Hadoop YARN Memory Allocation Fix

Q: ### What's the difference between physical and virtual memory in YARN?

Physical memory is the actual RAM used. Virtual memory includes mapped files, shared libraries, and allocated-but-not-touched memory. Java processes often commit more virtual memory than physical. The default vmem-pmem-ratio of 2.1 is too low for some Java workloads. ### Why does YARN kill containers even with enough memory? Check the `yarn.nodemanager.vmem-pmem-ratio` setting. The Java JVM pre-commits virtual memory that can exceed the physical memory limit. Also check `mapreduce.map.java.opts` — it must be less than the container memory. ### How do I calculate the optimal container size? Container size = (total_yarn_memory_per_node - slack) / max_concurrent_containers. For a 24GB node running 4 cores: container size ≈ 6GB per container. Leave slack for OS and other services.

DodaTech Updated 2026-06-24 3 min read

In this tutorial, you'll learn about Hadoop YARN Memory Allocation Fix. We cover key concepts, practical examples, and best practices.

A MapReduce or Spark job fails with:

Container [pid=12345,containerID=container_123] is running beyond virtual memory limits.
Killing container.

YARN kills containers when they exceed their allocated memory.
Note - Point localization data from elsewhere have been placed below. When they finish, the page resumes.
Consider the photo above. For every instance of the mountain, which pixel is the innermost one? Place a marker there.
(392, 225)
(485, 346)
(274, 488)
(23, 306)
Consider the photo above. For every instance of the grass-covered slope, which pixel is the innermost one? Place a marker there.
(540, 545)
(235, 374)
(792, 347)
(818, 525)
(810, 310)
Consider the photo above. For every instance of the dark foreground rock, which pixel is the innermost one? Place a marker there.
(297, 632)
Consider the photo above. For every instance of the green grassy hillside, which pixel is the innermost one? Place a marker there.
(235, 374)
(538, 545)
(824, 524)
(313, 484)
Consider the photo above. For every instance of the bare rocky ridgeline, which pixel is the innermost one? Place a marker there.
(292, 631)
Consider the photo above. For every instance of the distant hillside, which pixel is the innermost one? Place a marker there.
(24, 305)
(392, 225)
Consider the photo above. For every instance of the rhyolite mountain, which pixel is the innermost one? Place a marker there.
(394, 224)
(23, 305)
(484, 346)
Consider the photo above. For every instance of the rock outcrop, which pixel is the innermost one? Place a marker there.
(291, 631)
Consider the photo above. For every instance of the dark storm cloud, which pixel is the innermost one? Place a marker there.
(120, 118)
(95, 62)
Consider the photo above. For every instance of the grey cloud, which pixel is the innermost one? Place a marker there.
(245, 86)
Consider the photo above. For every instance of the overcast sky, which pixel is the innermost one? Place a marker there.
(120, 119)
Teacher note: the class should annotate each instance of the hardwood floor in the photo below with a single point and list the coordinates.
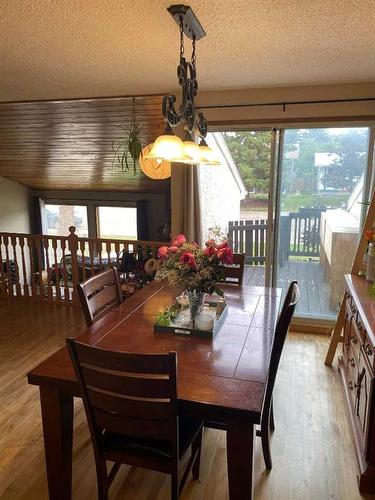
(312, 449)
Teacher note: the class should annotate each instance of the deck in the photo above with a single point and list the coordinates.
(314, 300)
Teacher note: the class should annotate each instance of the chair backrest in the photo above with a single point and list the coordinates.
(235, 271)
(130, 394)
(99, 294)
(281, 331)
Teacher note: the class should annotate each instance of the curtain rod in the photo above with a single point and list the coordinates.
(284, 104)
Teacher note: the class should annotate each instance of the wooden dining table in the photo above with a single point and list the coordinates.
(221, 380)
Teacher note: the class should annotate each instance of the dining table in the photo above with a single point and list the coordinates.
(221, 379)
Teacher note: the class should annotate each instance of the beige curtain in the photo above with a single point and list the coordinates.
(186, 211)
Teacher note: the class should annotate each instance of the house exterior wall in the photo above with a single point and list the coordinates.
(15, 207)
(220, 198)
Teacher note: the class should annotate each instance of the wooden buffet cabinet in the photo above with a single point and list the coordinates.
(357, 369)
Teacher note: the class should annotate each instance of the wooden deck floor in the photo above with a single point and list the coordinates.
(314, 299)
(313, 453)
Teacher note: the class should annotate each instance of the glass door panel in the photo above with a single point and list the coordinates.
(322, 186)
(241, 210)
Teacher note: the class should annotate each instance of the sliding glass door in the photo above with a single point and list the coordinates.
(323, 182)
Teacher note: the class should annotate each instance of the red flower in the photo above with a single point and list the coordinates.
(223, 245)
(188, 258)
(225, 255)
(173, 249)
(179, 240)
(209, 251)
(369, 235)
(162, 252)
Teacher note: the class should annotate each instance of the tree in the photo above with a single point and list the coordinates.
(251, 152)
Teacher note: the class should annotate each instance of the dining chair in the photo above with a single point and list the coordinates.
(131, 407)
(234, 273)
(99, 294)
(267, 423)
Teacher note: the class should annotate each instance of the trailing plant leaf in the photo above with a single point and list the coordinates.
(129, 145)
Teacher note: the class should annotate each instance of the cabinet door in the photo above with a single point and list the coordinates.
(347, 332)
(363, 394)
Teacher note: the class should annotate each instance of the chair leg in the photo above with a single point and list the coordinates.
(272, 420)
(102, 480)
(174, 486)
(196, 448)
(265, 435)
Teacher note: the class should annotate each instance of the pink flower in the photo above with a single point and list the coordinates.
(209, 250)
(188, 258)
(162, 252)
(225, 255)
(223, 245)
(173, 249)
(179, 240)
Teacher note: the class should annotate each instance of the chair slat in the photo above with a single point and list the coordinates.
(128, 362)
(142, 428)
(122, 384)
(130, 407)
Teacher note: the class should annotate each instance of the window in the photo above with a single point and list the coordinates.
(117, 223)
(58, 218)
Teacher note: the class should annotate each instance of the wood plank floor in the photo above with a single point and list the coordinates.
(314, 298)
(312, 447)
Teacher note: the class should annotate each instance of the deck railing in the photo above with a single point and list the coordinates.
(48, 268)
(299, 235)
(249, 237)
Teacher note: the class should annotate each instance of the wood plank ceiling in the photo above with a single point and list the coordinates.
(67, 145)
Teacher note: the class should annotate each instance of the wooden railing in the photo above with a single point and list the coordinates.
(299, 235)
(249, 237)
(48, 268)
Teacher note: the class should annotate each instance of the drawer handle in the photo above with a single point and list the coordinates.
(359, 380)
(368, 350)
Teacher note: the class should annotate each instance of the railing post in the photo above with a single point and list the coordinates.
(73, 248)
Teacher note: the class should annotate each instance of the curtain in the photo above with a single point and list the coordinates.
(142, 225)
(186, 210)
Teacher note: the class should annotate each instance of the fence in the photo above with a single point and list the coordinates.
(49, 267)
(299, 235)
(249, 237)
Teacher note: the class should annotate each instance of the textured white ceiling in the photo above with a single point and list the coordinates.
(53, 49)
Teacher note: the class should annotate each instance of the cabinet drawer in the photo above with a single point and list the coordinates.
(351, 378)
(355, 339)
(363, 394)
(368, 350)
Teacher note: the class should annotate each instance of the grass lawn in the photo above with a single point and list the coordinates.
(292, 202)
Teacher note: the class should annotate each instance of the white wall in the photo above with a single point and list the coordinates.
(15, 207)
(221, 189)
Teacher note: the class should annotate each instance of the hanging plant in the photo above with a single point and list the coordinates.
(129, 146)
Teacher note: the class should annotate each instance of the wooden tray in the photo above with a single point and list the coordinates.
(187, 329)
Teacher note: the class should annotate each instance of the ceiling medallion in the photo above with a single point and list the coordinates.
(169, 147)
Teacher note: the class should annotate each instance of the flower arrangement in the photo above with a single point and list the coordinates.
(370, 236)
(194, 269)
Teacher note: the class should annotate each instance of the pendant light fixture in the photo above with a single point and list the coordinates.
(169, 147)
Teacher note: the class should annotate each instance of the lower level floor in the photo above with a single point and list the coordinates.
(313, 453)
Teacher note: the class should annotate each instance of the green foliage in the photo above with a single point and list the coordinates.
(129, 145)
(251, 152)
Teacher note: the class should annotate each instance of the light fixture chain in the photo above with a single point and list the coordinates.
(193, 55)
(182, 48)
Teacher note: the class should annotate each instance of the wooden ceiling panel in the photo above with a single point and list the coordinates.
(68, 144)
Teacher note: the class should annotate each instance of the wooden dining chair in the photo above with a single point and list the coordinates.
(131, 408)
(267, 423)
(99, 294)
(234, 273)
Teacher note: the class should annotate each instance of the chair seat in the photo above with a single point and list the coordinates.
(155, 448)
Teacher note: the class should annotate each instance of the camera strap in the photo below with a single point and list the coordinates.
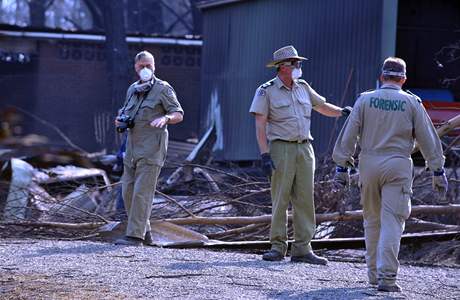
(144, 96)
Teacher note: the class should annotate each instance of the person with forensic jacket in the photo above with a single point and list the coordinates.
(282, 108)
(151, 105)
(386, 122)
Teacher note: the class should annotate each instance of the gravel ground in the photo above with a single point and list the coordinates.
(47, 269)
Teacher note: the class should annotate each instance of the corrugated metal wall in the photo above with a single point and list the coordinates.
(343, 39)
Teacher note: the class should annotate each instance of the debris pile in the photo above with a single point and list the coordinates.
(66, 193)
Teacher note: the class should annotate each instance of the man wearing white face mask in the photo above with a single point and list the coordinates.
(151, 104)
(282, 109)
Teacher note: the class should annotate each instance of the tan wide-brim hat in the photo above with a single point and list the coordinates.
(285, 53)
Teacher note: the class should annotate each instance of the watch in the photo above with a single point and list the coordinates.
(168, 118)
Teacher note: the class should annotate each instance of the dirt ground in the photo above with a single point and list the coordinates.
(50, 269)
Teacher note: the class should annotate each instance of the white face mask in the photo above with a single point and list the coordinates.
(145, 74)
(296, 73)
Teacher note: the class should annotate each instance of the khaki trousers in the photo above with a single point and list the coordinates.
(138, 188)
(386, 187)
(292, 182)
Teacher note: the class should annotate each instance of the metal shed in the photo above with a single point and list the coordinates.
(346, 42)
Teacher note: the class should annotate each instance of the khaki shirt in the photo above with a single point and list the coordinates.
(387, 122)
(145, 141)
(288, 111)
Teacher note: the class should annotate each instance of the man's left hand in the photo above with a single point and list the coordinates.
(159, 122)
(346, 111)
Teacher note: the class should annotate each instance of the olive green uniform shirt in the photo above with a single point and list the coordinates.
(145, 141)
(288, 110)
(387, 121)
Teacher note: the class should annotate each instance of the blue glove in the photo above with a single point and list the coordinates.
(346, 111)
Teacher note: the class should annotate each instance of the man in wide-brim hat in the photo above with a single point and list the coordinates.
(282, 109)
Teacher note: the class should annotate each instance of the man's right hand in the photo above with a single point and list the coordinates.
(267, 164)
(116, 122)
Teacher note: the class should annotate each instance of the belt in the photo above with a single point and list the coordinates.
(294, 142)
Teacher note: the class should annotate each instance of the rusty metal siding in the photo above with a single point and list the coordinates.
(343, 40)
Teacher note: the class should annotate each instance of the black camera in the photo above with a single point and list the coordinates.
(124, 122)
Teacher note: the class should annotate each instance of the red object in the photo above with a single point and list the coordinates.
(441, 112)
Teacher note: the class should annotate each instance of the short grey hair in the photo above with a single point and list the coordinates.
(143, 54)
(394, 68)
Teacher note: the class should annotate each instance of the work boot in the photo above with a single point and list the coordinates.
(394, 288)
(372, 278)
(129, 241)
(310, 258)
(373, 282)
(148, 241)
(273, 255)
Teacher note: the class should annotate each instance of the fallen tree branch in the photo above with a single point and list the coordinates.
(93, 225)
(177, 203)
(234, 231)
(444, 129)
(347, 216)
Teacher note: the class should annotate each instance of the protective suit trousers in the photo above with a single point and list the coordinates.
(386, 187)
(138, 188)
(292, 181)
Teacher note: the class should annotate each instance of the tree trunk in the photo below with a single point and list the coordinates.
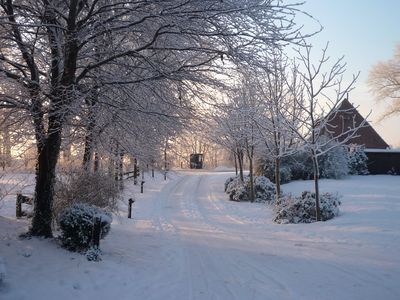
(252, 194)
(121, 170)
(278, 177)
(96, 165)
(240, 163)
(316, 185)
(235, 159)
(44, 189)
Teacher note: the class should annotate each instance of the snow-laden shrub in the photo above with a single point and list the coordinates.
(95, 188)
(264, 189)
(93, 254)
(77, 224)
(227, 182)
(237, 190)
(266, 167)
(294, 167)
(302, 209)
(2, 271)
(357, 160)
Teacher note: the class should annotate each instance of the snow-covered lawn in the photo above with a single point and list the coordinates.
(187, 241)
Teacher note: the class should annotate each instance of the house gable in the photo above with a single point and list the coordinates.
(348, 117)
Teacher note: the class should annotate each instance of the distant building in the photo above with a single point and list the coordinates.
(381, 159)
(347, 118)
(196, 161)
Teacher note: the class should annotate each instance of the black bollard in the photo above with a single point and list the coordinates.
(96, 232)
(18, 208)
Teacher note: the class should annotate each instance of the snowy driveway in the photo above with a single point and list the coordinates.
(188, 242)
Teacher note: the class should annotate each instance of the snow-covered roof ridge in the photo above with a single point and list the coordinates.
(382, 150)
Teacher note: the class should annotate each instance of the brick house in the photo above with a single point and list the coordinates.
(381, 159)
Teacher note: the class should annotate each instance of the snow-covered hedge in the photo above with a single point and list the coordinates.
(2, 271)
(237, 190)
(301, 209)
(77, 224)
(77, 186)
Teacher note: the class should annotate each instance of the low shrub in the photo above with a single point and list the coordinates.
(94, 188)
(237, 190)
(77, 223)
(302, 209)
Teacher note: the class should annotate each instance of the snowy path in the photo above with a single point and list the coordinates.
(188, 242)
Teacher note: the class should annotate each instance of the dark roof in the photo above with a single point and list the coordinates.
(348, 117)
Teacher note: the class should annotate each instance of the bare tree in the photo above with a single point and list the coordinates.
(384, 80)
(277, 88)
(49, 50)
(324, 91)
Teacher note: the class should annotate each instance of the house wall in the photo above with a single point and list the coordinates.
(384, 162)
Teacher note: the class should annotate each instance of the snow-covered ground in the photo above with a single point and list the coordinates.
(187, 241)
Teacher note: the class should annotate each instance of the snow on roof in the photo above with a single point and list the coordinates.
(382, 150)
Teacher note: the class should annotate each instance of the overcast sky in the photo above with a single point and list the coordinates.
(365, 32)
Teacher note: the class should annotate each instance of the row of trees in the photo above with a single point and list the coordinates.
(121, 76)
(283, 108)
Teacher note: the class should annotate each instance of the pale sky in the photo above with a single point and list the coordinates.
(365, 32)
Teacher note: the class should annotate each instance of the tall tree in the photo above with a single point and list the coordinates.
(50, 50)
(324, 91)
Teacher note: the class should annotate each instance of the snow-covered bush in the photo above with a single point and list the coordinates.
(95, 188)
(228, 181)
(2, 270)
(93, 254)
(77, 224)
(264, 189)
(301, 209)
(294, 167)
(237, 190)
(357, 160)
(266, 167)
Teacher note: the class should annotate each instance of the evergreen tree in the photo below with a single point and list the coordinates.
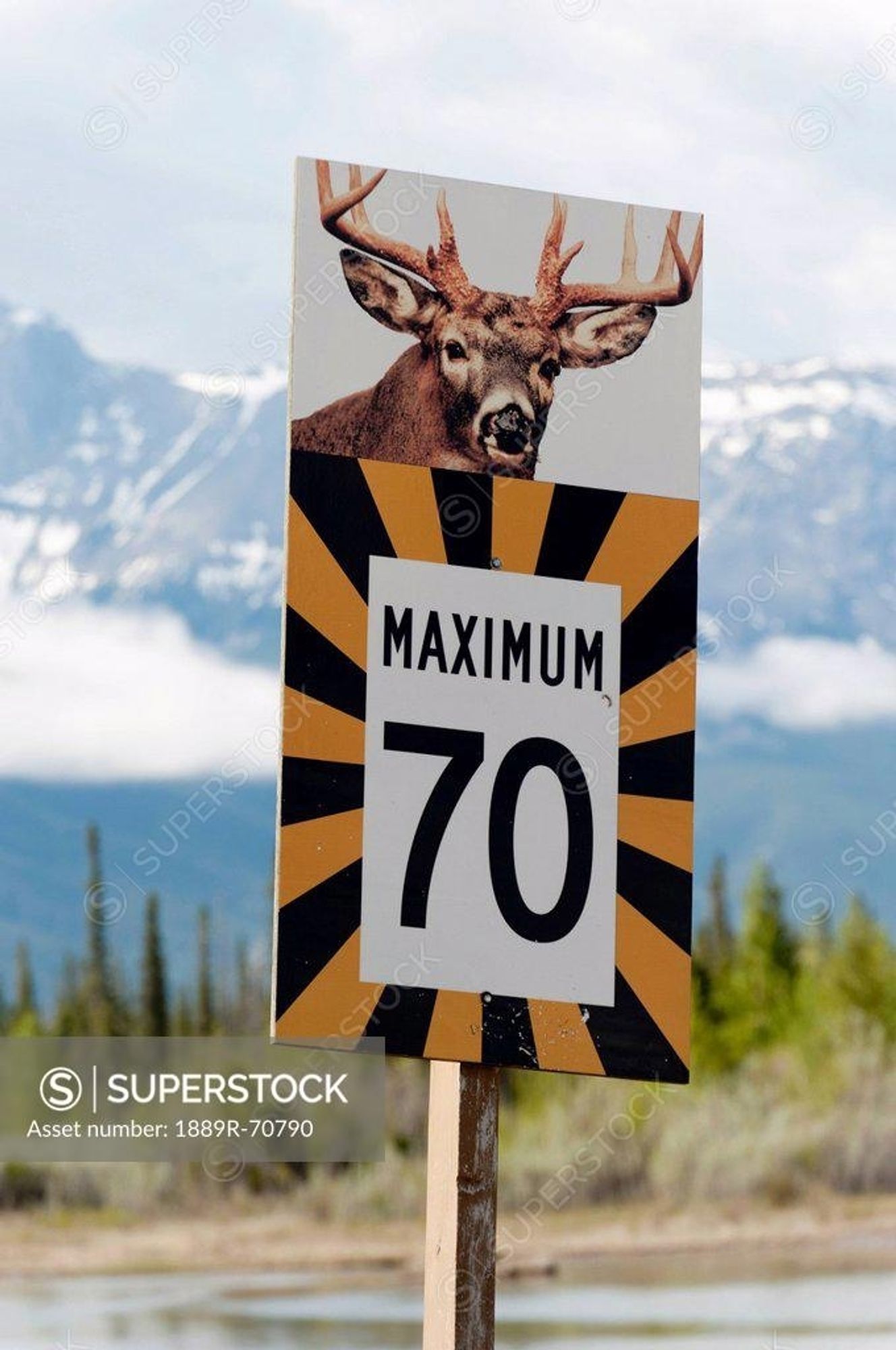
(716, 940)
(102, 1006)
(183, 1021)
(26, 997)
(244, 1006)
(204, 989)
(69, 1013)
(26, 1020)
(860, 973)
(155, 1010)
(756, 996)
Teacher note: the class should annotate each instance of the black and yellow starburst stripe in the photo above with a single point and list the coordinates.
(342, 512)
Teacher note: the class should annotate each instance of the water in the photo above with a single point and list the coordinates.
(284, 1313)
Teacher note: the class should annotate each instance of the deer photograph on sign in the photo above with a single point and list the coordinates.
(489, 661)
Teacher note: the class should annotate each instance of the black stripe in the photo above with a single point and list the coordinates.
(312, 929)
(629, 1042)
(578, 523)
(663, 626)
(403, 1017)
(319, 788)
(337, 499)
(659, 890)
(465, 515)
(659, 769)
(507, 1033)
(318, 668)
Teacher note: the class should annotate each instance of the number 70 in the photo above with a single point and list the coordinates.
(465, 753)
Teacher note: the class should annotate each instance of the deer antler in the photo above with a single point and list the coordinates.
(346, 218)
(554, 298)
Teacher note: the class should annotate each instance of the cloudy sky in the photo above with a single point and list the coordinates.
(150, 145)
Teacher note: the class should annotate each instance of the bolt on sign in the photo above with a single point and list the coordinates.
(489, 657)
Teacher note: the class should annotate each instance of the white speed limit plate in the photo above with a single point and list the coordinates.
(492, 754)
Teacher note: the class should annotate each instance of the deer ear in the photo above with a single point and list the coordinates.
(601, 337)
(399, 302)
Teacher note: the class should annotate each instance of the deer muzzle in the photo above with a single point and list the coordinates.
(507, 434)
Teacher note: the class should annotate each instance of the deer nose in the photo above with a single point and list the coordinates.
(509, 429)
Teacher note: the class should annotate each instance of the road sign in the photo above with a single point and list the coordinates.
(486, 800)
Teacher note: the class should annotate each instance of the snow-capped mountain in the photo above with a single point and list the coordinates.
(156, 495)
(156, 489)
(169, 491)
(800, 466)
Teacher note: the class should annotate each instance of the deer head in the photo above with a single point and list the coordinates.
(495, 358)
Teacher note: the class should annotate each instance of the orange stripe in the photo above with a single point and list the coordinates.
(455, 1029)
(319, 591)
(519, 518)
(659, 826)
(337, 1002)
(407, 503)
(312, 851)
(644, 541)
(562, 1039)
(659, 973)
(316, 731)
(662, 705)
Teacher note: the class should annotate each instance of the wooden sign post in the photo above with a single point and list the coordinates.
(462, 1197)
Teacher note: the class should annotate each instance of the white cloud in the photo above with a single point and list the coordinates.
(748, 121)
(99, 695)
(804, 684)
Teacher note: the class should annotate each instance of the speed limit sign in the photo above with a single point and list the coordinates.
(486, 793)
(492, 773)
(489, 661)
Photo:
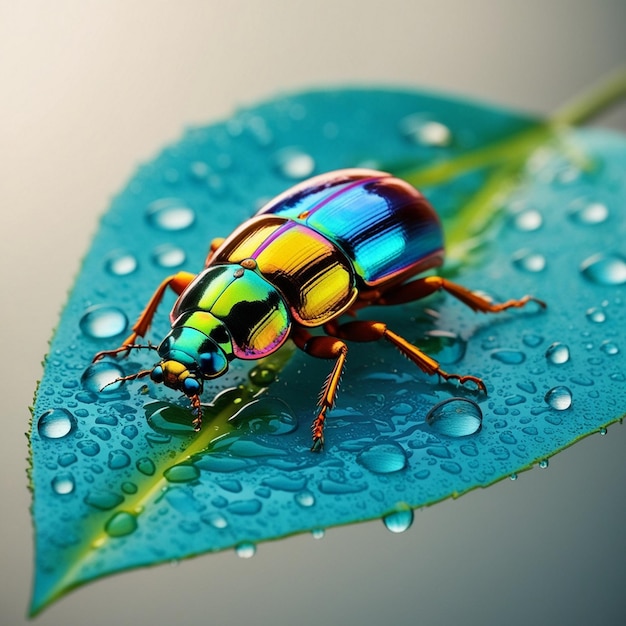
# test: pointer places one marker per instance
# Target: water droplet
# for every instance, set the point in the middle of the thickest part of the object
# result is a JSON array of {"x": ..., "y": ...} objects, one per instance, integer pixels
[
  {"x": 120, "y": 263},
  {"x": 596, "y": 315},
  {"x": 455, "y": 417},
  {"x": 103, "y": 322},
  {"x": 529, "y": 261},
  {"x": 510, "y": 357},
  {"x": 609, "y": 347},
  {"x": 56, "y": 423},
  {"x": 425, "y": 132},
  {"x": 63, "y": 483},
  {"x": 528, "y": 221},
  {"x": 101, "y": 377},
  {"x": 120, "y": 524},
  {"x": 557, "y": 353},
  {"x": 168, "y": 255},
  {"x": 295, "y": 164},
  {"x": 400, "y": 520},
  {"x": 170, "y": 214},
  {"x": 559, "y": 398},
  {"x": 383, "y": 458},
  {"x": 604, "y": 269},
  {"x": 588, "y": 213},
  {"x": 245, "y": 550}
]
This usually means the application requested less memory than it actually needs, or the cluster's memory configuration is too tight. YARN has both physical and virtual memory limits.

Step-by-Step Fix

1. Increase container memory

WRONG — default container memory is often too low (1GB):

# Defaults:
# yarn.scheduler.minimum-allocation-mb = 1024
# yarn.scheduler.maximum-allocation-mb = 8192

RIGHT — increase memory allocation:

# For the job:
-D mapreduce.map.memory.mb=2048
-D mapreduce.reduce.memory.mb=4096
-D mapreduce.map.java.opts="-Xmx1638m"
-D mapreduce.reduce.java.opts="-Xmx3276m"

In yarn-site.xml:

<property>
    <name>yarn.scheduler.minimum-allocation-mb</name>
    <value>1024</value>
</property>
<property>
    <name>yarn.scheduler.maximum-allocation-mb</name>
    <value>16384</value>
</property>

2. Disable or adjust virtual memory check

WRONG — strict virtual memory check kills valid containers:

<property>
    <name>yarn.nodemanager.vmem-check-enabled</name>
    <value>true</value>  <!-- Default -->
</property>
<property>
    <name>yarn.nodemanager.vmem-pmem-ratio</name>
    <value>2.1</value>  <!-- Default ratio -->
</property>

RIGHT — increase the ratio or disable for development:

<property>
    <name>yarn.nodemanager.vmem-pmem-ratio</name>
    <value>4</value>  <!-- Allow 4x virtual memory vs physical -->
</property>

Or disable entirely (development only):

<property>
    <name>yarn.nodemanager.vmem-check-enabled</name>
    <value>false</value>
</property>

3. Calculate cluster memory capacity

# Total cluster memory = sum of all node memory
# Each node's YARN memory = total_ram - OS_overhead - non-YARN_services

# Example: 8 nodes, 32GB RAM each, 25% overhead
# Available: 32 * 0.75 = 24GB per node
# Total cluster: 8 * 24 = 192GB

<!-- Per node -->
<property>
    <name>yarn.nodemanager.resource.memory-mb</name>
    <value>24576</value>  <!-- 24GB per node -->
</property>
<property>
    <name>yarn.nodemanager.resource.cpu-vcores</name>
    <value>8</value>
</property>

4. Configure spark.yarn.executor memory

For Spark on YARN:

--conf spark.executor.memory=4g
--conf spark.executor.memoryOverhead=1g
--conf spark.driver.memory=4g
--conf spark.yarn.executor.memoryOverhead=1024

5. Check for memory leaks

WRONG — containers slowly consume more memory over time:

RIGHT — analyze with logs:

# Check container logs for OOM errors
yarn logs -applicationId application_123_456 -containerId container_123

# Look for:
# GC overhead limit exceeded
# OutOfMemoryError: Java heap space
# Container killed on request. Exit code is 143

For memory leaks in MapReduce:

// In setup(), clear any cached data
@Override
protected void setup(Context context) {
    // Clear any static caches
    cache.clear();
}

6. Use fair or capacity scheduler for better allocation

# Configure capacity scheduler
-C mapreduce.job.queuename=high_mem

<property>
    <name>yarn.scheduler.capacity.root.queues</name>
    <value>default,high_mem</value>
</property>
<property>
    <name>yarn.scheduler.capacity.root.high_mem.capacity</name>
    <value>50</value>
</property>
<property>
    <name>yarn.scheduler.capacity.root.high_mem.maximum-capacity</name>
    <value>100</value>
</property>

Expected output: containers run within memory limits without being killed.

Prevention

Set realistic container memory based on job requirements.
Monitor YARN UI (port 8088) for container kill reasons.
Enable virtual memory checks with a reasonable ratio (3-4x).
Reserve OS memory (25% of total RAM) for system processes.
Use yarn.nodemanager.resource.memory-mb to cap per-node allocation.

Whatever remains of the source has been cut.